Ok, it’s supposed to be because they want to strategically realign with innovation around AI. But a month before Dreamforce… quite a few folks I spoke to are amused about the timing.

Just today I tasked GPT-5 Agent with going through an online book and copying over the chapters into a linked Google Drive - should have been a simple exercise. When I timed it, it took me ~15 seconds to do one, not counting parallel-tasking. Agent gave up after 25 minutes having done 7 (8, if you count the duplicates) and having needed 5 separate interventions to get going again. Some of that is justified, some of that is agents just not being that far along yet, but are we really saying the best way for agents to interact with GDrive is via the same drop-down menus I have access to?

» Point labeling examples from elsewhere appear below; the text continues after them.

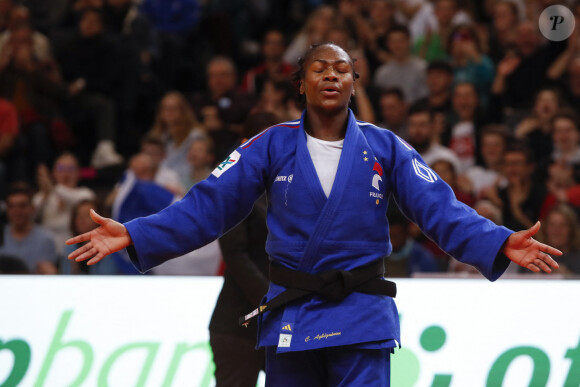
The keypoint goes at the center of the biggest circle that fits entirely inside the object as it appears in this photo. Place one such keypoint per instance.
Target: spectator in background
(439, 81)
(489, 174)
(58, 195)
(245, 282)
(222, 108)
(502, 31)
(445, 168)
(522, 72)
(89, 62)
(393, 111)
(522, 198)
(408, 256)
(562, 231)
(461, 135)
(9, 129)
(536, 128)
(422, 136)
(402, 70)
(23, 238)
(168, 178)
(566, 142)
(19, 19)
(433, 44)
(277, 97)
(469, 63)
(273, 67)
(35, 87)
(314, 31)
(374, 33)
(178, 127)
(201, 158)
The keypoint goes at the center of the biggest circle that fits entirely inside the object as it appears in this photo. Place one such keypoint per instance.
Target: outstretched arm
(110, 237)
(524, 250)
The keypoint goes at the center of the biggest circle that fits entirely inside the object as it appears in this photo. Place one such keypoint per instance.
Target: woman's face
(546, 105)
(328, 80)
(557, 230)
(170, 110)
(565, 135)
(83, 221)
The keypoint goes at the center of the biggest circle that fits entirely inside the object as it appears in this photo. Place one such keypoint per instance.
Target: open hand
(110, 237)
(524, 250)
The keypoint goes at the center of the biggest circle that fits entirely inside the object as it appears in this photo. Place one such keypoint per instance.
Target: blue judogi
(312, 233)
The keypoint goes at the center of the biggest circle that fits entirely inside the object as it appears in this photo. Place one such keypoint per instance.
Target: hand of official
(524, 250)
(110, 237)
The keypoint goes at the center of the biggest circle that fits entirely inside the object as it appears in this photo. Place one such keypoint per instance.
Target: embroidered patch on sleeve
(229, 162)
(424, 172)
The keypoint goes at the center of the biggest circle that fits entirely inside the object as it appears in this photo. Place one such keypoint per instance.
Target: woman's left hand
(524, 250)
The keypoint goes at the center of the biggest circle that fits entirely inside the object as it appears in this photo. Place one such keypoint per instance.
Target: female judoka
(329, 317)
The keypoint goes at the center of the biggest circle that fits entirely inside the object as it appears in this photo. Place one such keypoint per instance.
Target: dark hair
(395, 91)
(399, 28)
(518, 146)
(470, 32)
(20, 187)
(569, 114)
(442, 65)
(421, 108)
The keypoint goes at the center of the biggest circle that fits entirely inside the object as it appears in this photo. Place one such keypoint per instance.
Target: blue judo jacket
(312, 233)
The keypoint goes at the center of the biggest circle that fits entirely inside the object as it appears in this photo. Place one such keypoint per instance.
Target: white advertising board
(153, 331)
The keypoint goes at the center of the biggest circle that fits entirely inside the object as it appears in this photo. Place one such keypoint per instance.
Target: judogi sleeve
(430, 203)
(207, 211)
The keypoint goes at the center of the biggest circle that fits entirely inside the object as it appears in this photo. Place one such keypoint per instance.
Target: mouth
(330, 91)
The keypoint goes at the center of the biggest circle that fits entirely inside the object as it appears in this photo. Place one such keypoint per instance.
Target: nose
(330, 74)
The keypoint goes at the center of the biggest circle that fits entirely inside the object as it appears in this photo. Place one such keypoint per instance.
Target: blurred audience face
(445, 11)
(438, 81)
(492, 149)
(516, 168)
(19, 211)
(221, 77)
(558, 231)
(420, 131)
(399, 44)
(91, 24)
(155, 151)
(273, 46)
(393, 110)
(200, 155)
(527, 38)
(66, 170)
(565, 135)
(381, 12)
(142, 166)
(504, 17)
(465, 101)
(574, 76)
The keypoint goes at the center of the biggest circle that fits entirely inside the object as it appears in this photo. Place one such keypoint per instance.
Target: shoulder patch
(229, 162)
(424, 172)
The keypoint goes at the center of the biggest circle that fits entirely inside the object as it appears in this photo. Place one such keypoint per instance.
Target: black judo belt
(334, 285)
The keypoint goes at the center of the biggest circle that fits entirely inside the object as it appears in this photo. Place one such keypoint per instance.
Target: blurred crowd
(124, 105)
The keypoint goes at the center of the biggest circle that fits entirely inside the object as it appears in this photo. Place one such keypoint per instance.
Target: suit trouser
(329, 367)
(237, 361)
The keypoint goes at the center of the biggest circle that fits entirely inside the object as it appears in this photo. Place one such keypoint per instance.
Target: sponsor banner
(153, 331)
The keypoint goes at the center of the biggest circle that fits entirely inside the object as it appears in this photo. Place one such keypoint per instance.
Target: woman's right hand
(110, 237)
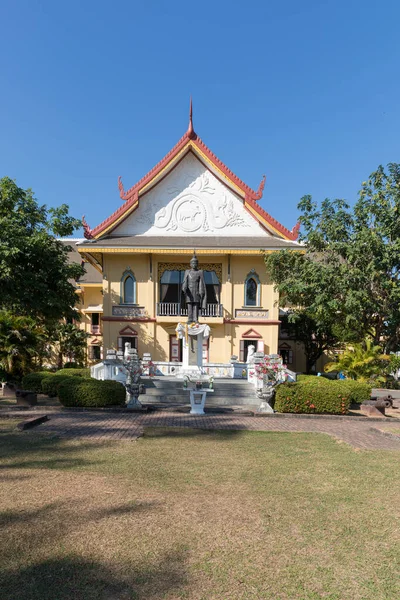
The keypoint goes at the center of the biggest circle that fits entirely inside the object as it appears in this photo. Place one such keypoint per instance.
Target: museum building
(136, 260)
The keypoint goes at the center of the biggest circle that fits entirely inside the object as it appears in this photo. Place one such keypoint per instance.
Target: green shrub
(33, 381)
(74, 372)
(50, 384)
(78, 391)
(331, 397)
(312, 379)
(359, 390)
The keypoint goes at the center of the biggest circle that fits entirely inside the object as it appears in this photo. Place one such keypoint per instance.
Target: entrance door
(244, 348)
(175, 349)
(131, 339)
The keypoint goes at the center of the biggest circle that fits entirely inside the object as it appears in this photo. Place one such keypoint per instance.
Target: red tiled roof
(191, 140)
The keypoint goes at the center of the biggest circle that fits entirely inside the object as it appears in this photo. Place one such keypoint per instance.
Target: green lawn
(197, 515)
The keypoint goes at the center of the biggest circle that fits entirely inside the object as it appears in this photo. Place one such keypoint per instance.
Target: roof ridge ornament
(190, 132)
(122, 192)
(261, 188)
(87, 232)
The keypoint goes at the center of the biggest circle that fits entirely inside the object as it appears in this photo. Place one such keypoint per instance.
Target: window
(252, 290)
(132, 339)
(128, 288)
(287, 355)
(94, 352)
(244, 347)
(171, 286)
(212, 287)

If you’re worried about losing your job or your livelihood, comments about “feeling the AGI” or “sustaining 20% cyclical unemployment” aren’t just unresponsive, they’re probably doing real reputational harm. Leaders here aren’t learning the lessons from the botched globalization rollouts: the same people who bought the West Wing-style “free trade is good … free trade creates jobs” mantras aren’t going to get fooled again so easily. They want a plan.

Assuming those results don’t get intermediated by ad buys, which is the reason the search bar stopped being trusted in the first place. It’s really hard to control the ad auction in such a way that it doesn’t ruin your credibility at the top of the ABM food chain.